Konu : Yusuf’un kuyusunda çile çekmeyenler Mısır’a sultan olamazlar.
Gönderen :
Sabri Babadan Selam
Tarih :
10/20/2015 8:37:09 AM
.
Kıymetli yavrum,
Merhum bir arkadaşım, bir tarihte, annesini bir psikiyatriste götürür. Muayenenin ortasında, profesör, “anacığım” der, “kusura bakma biraz ara vereceğiz. Ben alkoliğim. İçki içme vaktim geldi. Devam edemeyeceğim”. Bir dolabı açar. İçkisini, mezesini çıkarır. Demlenir. Kafasını bulur. Sonra “haydi başlayalım” der. Yaşlı anne hayretler içindedir. Gördüklerine inanamaz. Muayene başlamadan önce, hayretle, şaşkınlıkla, doktora bakar. Doktor ne oldu deyince, dayanamaz. “Şimdi beni sen tedavi edeceksin” der. “İyi, güzel. Sağolasın. Ama merak ettim, seni kim tedavi edecek?”
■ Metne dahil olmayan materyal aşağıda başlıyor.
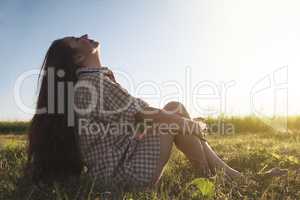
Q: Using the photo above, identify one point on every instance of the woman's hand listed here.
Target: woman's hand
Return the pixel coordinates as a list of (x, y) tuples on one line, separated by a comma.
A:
[(110, 74)]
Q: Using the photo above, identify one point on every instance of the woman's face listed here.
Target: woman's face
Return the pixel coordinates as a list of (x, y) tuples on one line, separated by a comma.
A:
[(83, 46)]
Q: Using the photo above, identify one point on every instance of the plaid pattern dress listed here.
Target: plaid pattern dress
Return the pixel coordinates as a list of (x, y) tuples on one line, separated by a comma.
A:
[(114, 158)]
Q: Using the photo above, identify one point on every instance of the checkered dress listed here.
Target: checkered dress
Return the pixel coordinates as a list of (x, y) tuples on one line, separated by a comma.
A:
[(114, 158)]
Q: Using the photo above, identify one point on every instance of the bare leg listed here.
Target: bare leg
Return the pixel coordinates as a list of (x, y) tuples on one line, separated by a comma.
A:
[(199, 153)]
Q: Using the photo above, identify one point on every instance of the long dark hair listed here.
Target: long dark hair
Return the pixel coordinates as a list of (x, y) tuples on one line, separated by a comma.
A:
[(53, 152)]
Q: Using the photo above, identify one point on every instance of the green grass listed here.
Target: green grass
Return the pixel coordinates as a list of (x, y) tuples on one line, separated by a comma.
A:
[(249, 152)]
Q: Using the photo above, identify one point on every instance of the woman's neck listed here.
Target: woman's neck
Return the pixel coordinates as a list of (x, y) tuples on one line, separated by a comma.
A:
[(92, 61)]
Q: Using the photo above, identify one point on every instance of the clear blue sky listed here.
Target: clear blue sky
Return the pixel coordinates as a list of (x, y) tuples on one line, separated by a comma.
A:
[(218, 41)]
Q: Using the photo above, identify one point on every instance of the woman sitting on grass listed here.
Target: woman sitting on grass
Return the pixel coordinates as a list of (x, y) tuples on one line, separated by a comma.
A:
[(116, 158)]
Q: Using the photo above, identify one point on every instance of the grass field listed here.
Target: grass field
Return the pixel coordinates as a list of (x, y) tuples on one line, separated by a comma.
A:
[(249, 151)]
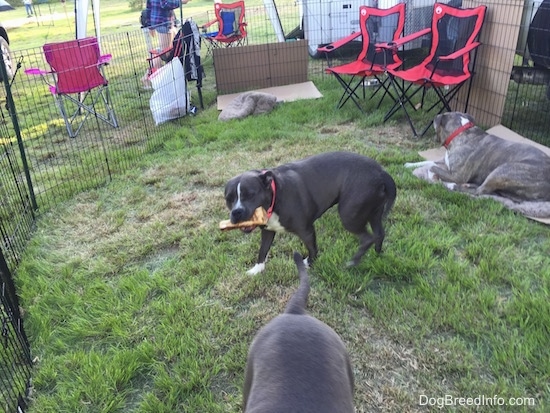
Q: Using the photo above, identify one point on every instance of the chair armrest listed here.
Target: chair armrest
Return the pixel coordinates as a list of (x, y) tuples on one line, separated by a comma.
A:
[(34, 71), (210, 23), (403, 40), (460, 52), (104, 59), (338, 43)]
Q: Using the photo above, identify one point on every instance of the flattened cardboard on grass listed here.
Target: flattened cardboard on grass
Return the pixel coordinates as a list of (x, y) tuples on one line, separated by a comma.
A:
[(244, 68)]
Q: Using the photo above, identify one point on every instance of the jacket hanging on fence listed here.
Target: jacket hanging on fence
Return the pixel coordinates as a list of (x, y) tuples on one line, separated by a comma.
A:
[(192, 58)]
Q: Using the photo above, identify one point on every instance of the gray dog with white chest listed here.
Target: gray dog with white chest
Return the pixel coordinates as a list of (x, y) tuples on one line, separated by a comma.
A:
[(296, 194), (298, 364), (482, 163)]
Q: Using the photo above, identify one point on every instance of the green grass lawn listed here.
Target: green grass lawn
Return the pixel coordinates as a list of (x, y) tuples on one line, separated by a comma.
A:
[(136, 302)]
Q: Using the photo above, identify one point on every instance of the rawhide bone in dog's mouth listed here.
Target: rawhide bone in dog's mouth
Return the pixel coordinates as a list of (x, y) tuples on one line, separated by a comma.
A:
[(258, 218)]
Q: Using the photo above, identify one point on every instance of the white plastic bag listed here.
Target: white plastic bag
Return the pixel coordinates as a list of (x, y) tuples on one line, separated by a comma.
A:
[(170, 99)]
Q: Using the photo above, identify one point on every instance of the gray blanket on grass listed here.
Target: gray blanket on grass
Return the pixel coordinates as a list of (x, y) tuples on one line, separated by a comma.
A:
[(530, 209), (248, 103)]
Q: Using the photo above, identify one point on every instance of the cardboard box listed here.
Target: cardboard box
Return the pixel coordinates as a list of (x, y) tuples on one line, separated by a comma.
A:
[(243, 68)]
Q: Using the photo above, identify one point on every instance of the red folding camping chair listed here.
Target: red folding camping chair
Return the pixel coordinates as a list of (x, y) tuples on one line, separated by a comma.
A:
[(230, 19), (449, 65), (377, 25), (77, 82)]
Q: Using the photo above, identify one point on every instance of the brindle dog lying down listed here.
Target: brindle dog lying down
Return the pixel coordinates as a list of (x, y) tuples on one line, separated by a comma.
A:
[(484, 164)]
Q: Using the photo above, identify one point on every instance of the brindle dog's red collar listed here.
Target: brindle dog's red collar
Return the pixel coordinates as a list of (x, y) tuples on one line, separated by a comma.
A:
[(457, 132)]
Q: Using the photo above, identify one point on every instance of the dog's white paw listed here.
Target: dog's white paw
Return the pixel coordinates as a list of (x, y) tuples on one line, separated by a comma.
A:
[(258, 268)]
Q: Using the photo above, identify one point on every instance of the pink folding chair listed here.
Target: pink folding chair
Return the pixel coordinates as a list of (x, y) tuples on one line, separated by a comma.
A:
[(77, 82)]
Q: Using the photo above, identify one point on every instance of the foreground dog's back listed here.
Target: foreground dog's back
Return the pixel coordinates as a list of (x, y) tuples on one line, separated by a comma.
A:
[(298, 364)]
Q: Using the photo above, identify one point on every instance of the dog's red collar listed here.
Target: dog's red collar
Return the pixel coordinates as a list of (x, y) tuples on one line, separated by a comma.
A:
[(457, 132), (274, 192)]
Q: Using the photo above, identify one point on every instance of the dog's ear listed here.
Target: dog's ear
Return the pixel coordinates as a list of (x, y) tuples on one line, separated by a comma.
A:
[(470, 117)]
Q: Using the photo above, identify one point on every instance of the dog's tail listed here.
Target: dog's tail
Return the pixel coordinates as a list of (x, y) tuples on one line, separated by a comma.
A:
[(390, 192), (297, 303)]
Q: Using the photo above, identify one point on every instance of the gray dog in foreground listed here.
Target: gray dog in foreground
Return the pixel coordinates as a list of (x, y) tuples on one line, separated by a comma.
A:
[(298, 364), (486, 164), (296, 194)]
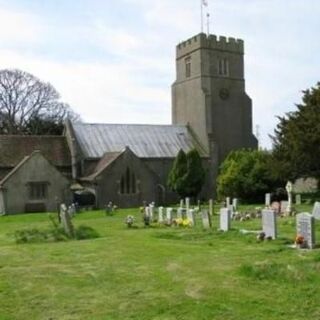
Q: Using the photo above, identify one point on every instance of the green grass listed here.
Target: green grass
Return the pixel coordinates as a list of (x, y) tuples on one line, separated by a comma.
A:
[(156, 273)]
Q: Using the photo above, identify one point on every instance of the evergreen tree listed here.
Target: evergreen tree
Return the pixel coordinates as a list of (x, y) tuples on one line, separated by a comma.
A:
[(187, 175), (296, 141)]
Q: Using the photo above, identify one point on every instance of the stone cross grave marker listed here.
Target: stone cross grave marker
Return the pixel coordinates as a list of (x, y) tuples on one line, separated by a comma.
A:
[(225, 218), (305, 228), (169, 215), (206, 221), (187, 204), (298, 199), (66, 220), (267, 199), (316, 210), (211, 207), (160, 214), (269, 223), (190, 216)]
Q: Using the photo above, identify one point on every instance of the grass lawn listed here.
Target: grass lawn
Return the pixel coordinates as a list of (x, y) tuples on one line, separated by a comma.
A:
[(156, 273)]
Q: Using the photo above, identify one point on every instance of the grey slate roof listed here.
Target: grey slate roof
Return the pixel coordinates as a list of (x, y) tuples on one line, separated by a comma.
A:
[(146, 141)]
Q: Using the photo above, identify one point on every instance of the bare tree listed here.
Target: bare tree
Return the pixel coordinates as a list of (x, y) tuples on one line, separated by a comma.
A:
[(30, 106)]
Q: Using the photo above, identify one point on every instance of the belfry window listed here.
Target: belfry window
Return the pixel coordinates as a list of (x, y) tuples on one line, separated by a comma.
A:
[(188, 67), (128, 182), (223, 67)]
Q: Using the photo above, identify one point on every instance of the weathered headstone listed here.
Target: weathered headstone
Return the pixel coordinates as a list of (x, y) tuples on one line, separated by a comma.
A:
[(66, 221), (169, 215), (269, 223), (284, 206), (305, 228), (190, 216), (211, 207), (225, 219), (187, 204), (298, 199), (289, 187), (206, 220), (151, 211), (267, 199), (316, 210), (179, 213), (160, 214), (235, 204)]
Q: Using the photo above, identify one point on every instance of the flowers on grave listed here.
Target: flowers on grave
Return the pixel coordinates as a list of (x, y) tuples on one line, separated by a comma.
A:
[(180, 222), (299, 241), (130, 221)]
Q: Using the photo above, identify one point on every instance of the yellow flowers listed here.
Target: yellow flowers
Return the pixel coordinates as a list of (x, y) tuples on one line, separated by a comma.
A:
[(180, 222)]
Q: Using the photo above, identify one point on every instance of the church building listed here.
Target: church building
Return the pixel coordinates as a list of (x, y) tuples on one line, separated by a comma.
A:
[(126, 163)]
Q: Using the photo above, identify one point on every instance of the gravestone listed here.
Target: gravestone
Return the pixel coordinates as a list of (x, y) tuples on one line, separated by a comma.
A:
[(298, 199), (206, 221), (284, 206), (225, 219), (66, 221), (235, 204), (180, 213), (211, 207), (169, 215), (267, 199), (187, 204), (305, 228), (151, 212), (160, 214), (190, 216), (269, 223), (316, 210)]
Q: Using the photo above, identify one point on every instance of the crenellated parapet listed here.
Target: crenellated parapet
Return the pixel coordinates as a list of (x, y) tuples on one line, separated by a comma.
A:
[(210, 42)]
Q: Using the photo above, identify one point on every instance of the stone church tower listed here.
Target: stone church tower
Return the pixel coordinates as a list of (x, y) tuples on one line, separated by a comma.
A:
[(209, 94)]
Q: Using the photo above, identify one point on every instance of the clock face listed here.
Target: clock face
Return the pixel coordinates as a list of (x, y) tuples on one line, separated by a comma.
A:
[(224, 94)]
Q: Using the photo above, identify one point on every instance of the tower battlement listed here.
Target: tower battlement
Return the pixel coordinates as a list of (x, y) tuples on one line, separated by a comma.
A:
[(210, 42)]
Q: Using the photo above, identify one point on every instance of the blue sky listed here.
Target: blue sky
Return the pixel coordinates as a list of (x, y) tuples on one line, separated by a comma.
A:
[(113, 61)]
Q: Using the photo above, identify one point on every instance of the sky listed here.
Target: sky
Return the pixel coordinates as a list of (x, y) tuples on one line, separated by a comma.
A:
[(114, 61)]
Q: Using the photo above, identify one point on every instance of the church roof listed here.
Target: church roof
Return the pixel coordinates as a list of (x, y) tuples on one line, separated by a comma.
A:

Öyle bir çağda yaşıyoruz ki, tedâvi edecek insanların kendileri de tedâviye muhtaç. Bir Allah dostuna sormuşlar: “Efendim, insanın başına gelecek en büyük felâket nedir?” Cevabı şu olmuş: “Gözleri olduğu halde görmemek...” Çünkü, gözlerimiz çirkinlikleri değil, güzellikleri görmek için yaratıldı. Ancak sevgiyle saygıyla, edeple bakan gözler güzelliği bulabilir. Sevgi temiz ruhların içinde, çiçeğin üstündeki bir çiğ damlası gibidir. O sevgiye ulaşabilmek için, pek çok şeye tahammül etmeyi bilmek lâzımdır. Yusuf’un kuyusunda çile çekmeyenler Mısır’a sultan olamazlar.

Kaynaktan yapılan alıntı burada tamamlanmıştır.